Intussen is een goed deel van deze populariteit teniet gegaan doordat er sinds het einde van de oorlog in wezen geen verbetering is opgetreden in de erbarmelijke levensomstandigheden van de Palestijnen in de Gazastrook en omdat Hamas, een zijtak van het Islamitische broederschap, intussen, op korte tijd, in een kwalijk politiek daglicht is komen te staan in een gebied dat zich uitstrekt van Algerije tot Egypte en nu het ganse Midden-Oosten en de Golfstaten omvat. Het Islamitische Broederschap is inderdaad overal uitgeschakeld.
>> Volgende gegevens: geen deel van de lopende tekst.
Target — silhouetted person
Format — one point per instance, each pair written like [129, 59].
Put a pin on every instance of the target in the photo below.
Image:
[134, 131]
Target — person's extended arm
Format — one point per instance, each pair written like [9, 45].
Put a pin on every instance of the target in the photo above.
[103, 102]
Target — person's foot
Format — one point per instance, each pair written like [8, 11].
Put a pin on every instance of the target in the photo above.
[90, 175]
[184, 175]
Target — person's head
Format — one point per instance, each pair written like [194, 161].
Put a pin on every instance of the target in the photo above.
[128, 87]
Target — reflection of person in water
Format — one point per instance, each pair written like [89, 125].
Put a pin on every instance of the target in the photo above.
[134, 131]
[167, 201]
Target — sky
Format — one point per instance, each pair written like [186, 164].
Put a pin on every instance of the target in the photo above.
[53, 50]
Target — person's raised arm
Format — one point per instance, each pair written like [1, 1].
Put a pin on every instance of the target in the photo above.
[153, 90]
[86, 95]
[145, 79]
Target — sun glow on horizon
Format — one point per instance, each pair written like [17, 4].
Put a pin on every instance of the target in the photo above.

Tussen Hamas en de PA zijn er steeds ernstige wrijvingen geweest, vóór en in elk geval na de onverwachte verkiezingsoverwinning van 2006 door eerstgenoemde in de Gazastrook. Tussen beiden heerst een ongezonde rivaliteit die is uitgegroeid tot een politieke bloedvete, op zich al een toxisch concept dat elke vorm van samenwerking dwarsboomt. Het in Caïro bedongen vredesakkoord bepaalt nu dat de interne veiligheid van de Gazastrook van Hamas zou worden overgedragen naar de PA. Maanden na de oorlog is daarmee nauwelijks een begin gemaakt wegens het wederzijdse ingebouwde wantrouwen. Hamas beschuldigt de PA van obstructie in deze en omgekeerd. Verder stort Israël de belastingen geïnd op de invoer van producten bestemd voor de Palestijnen in Israël of ongeveer $ 125 miljoen per maand op een rekening van de PA die er onder meer de lonen van functionarissen in de Gazastrook mee betaald. Ook hier verloopt niet alles vlot omdat Israël al meer dan eens de betaling heeft achtergehouden als gevolg van het doordrukken van politieke initiatieven door de PA die Israël niet zinnen (het PA – UNESCO – lidmaatschap of de vraag tot toetreding tot het Internationale Strafhof bijvoorbeeld).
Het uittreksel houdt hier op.